The question whether speed in and of itself constituted actionable negligence has been discussed in many decisions. Our statute provides that no person shall drive a vehicle upon a highway at a speed greater than is reasonable and prudent under the conditions then existing (G. S. 1941 Supp. 8-532). Appellant directs our attention to and quotes at length from Clark v. Southwestern Greyhound Lines, 148 Kan. 155, 79 P. 2d 906, wherein it was held that speed of a bus was not the proximate cause of an accident. The rule as stated in that case is:

“The mere violation, of a statute regulating speed is not in itself sufficient to make the operator of a motor vehicle guilty of actionable negligence in a collision of automobiles; to make him liable it must appear that the speed contributed to the collision and was the proximate cause of the injuries sustained. (Citing cases.)” (1. c. 159.)

And on the same point see Dick’s Transfer Co. v. Miller, supra. The jury found the speed did contribute to the accident, and appellant filed no motion to have it set aside. On the contrary, he filed a motion to have judgment in his favor non obstante veredicto, a concession on his part that the answer was supported by the evi*327dence.

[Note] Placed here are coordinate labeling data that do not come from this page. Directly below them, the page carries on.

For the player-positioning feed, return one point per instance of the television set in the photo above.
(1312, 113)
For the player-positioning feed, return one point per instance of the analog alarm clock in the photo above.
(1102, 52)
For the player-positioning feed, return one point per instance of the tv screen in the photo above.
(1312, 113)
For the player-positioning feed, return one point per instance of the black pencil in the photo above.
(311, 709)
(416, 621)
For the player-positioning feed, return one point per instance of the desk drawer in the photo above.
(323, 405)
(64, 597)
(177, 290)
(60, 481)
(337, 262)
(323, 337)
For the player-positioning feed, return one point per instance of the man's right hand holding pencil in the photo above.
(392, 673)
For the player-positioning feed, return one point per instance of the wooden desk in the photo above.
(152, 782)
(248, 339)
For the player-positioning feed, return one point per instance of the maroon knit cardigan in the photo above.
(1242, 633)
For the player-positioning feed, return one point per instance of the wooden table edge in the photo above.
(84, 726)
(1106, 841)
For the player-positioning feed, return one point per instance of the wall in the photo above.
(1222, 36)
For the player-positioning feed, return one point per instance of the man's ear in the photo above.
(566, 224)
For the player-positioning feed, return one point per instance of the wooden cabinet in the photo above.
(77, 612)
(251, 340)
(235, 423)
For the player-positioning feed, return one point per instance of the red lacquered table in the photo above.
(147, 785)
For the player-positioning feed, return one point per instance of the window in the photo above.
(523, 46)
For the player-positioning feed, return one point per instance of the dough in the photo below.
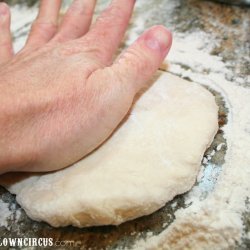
(153, 156)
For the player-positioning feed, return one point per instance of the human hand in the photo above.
(62, 95)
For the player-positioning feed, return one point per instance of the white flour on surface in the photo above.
(5, 214)
(215, 222)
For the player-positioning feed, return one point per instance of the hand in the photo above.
(62, 95)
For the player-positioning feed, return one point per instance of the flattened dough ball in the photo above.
(153, 156)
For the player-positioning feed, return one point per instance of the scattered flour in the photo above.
(213, 222)
(5, 214)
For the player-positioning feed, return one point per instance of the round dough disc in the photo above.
(154, 155)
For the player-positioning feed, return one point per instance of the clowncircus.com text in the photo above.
(37, 242)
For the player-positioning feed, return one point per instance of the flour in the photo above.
(8, 213)
(216, 221)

See Sams v. Commercial Standard Ins. Co., ante, p. 278, 139 P. 2d 859 (this day decided), and cases cited therein. And the record discloses evidence that speed was a proximate cause of the accident. Briefly the evidence was that defendant, driving fifty miles an hour, saw the cumbersome equipment driven by plaintiff come to a stop on the highway, and that although he saw or could have seen plaintiff, he did not decrease his speed, but continued it until the accident. It was inferable from the testimony that had he reduced his speed and had his car under better control, he could have stopped before reaching the point of impact or he could have driven his car either to the south side of the pavement, or out on the shoulder to the south, and have avoided the accident.

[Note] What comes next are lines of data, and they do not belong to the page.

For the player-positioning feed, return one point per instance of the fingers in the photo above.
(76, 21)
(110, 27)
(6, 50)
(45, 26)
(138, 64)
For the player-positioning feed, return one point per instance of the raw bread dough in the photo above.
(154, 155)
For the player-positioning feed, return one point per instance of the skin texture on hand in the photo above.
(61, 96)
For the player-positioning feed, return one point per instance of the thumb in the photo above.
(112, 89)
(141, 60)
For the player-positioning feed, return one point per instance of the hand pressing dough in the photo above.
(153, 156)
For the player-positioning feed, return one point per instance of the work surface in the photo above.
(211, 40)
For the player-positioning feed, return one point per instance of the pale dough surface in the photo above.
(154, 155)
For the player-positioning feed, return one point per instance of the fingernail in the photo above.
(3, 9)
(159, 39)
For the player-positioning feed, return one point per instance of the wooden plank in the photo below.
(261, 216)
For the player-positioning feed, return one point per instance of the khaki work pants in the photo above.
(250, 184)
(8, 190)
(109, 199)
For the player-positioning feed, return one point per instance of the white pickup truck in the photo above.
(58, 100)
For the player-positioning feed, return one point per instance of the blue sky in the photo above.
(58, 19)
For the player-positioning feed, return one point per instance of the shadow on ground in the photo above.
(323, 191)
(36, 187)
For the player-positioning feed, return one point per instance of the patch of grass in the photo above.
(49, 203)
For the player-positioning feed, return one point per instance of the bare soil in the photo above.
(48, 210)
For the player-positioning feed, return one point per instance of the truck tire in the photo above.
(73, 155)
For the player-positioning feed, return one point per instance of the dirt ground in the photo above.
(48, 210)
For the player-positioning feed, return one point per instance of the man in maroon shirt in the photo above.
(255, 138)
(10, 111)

And finally, we notice appellant’s contention that plaintiff was guilty of contributory negligence as a matter of law, and that his demurrer to plaintiff’s evidence should have been sustained. Heretofore a review has been made of that evidence. When we view it in the light of the rule laid down for testing sufficiency of evidence on demurrer (see Bessette v. Ernsting, 155 Kan. 540, syl. ¶ 3, 127 P. 2d 438, and Robinson v. Short, 148 Kan. 134, syl. ¶ 1, 79 P. 2d 903) we are not concerned with any evidence of contrary effect nor with the jury’s conclusions later made. Considered in every particular most favorable to plaintiff, the evidence disclosed that he descended from his machine at a time when defendant was six hundred feet away; that he walked close to his parked machine for a distance of thirty-five feet and while on his side of the highway was struck from the rear by the defendant who was then driving his car at a speed of fifty miles per hour; and that to the south of him one-half of a twenty-foot pavement was open for travel and to the south of the pavement was a four- or five-foot shoulder. Under the rule referred to, we cannot say that plaintiff was guilty of negligence as a matter of law.

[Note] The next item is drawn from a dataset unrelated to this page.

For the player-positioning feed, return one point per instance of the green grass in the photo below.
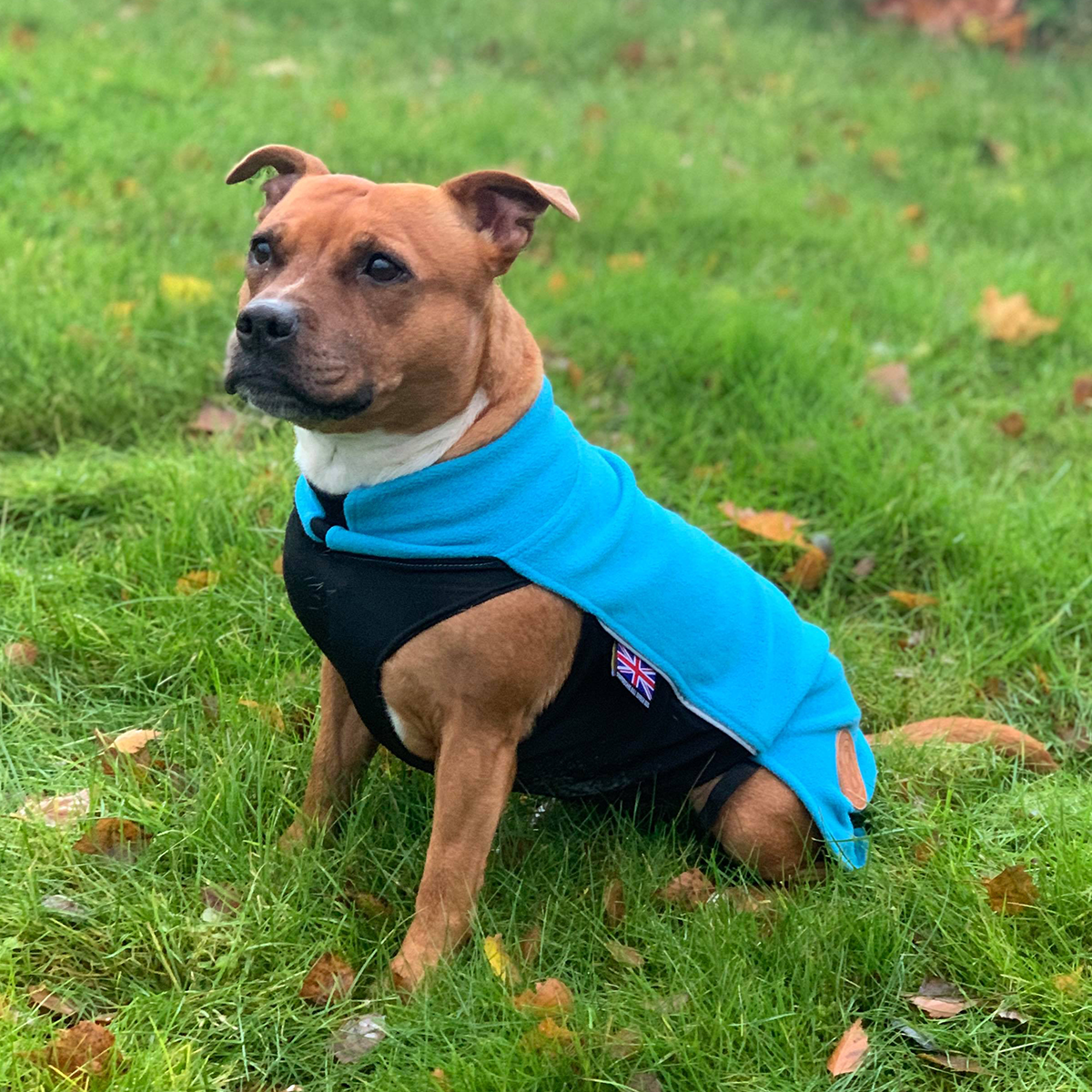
(694, 359)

We now consider plaintiff’s cross-appeal, based on his contention the trial court erred in not allowing him a new trial limited solely to the question of his damages. In its memorandum opinion the trial court stated the motion was denied on the authority of Friesen v. Western Grain Dealers Ins. Co., 119 Kan. 513, 240 Pac. 414, and Paul v. Western Distributing Co., 142 Kan. 816, 52 P. 2d 379, by reason of the fact the damage sustained by plaintiff was so intimately connected with the other questions in the case, the amount of damages sustained by plaintiff could not be separately tried and *328a just conclusion reached. After discussing other matters the trial court noted that neither party desired a new trial as to all issues. The trial court then expressed its satisfaction with the verdict and approved it and rendered judgment upon it. It would be a work; of supererogation to repeat the very complete analysis of our cases made in Paul v. Western Distributing Co., supra. We shall content ourselves by saying that case provides abundant authority to support the trial court’s ruling.

We find no error in the judgment of the trial court and it is affirmed.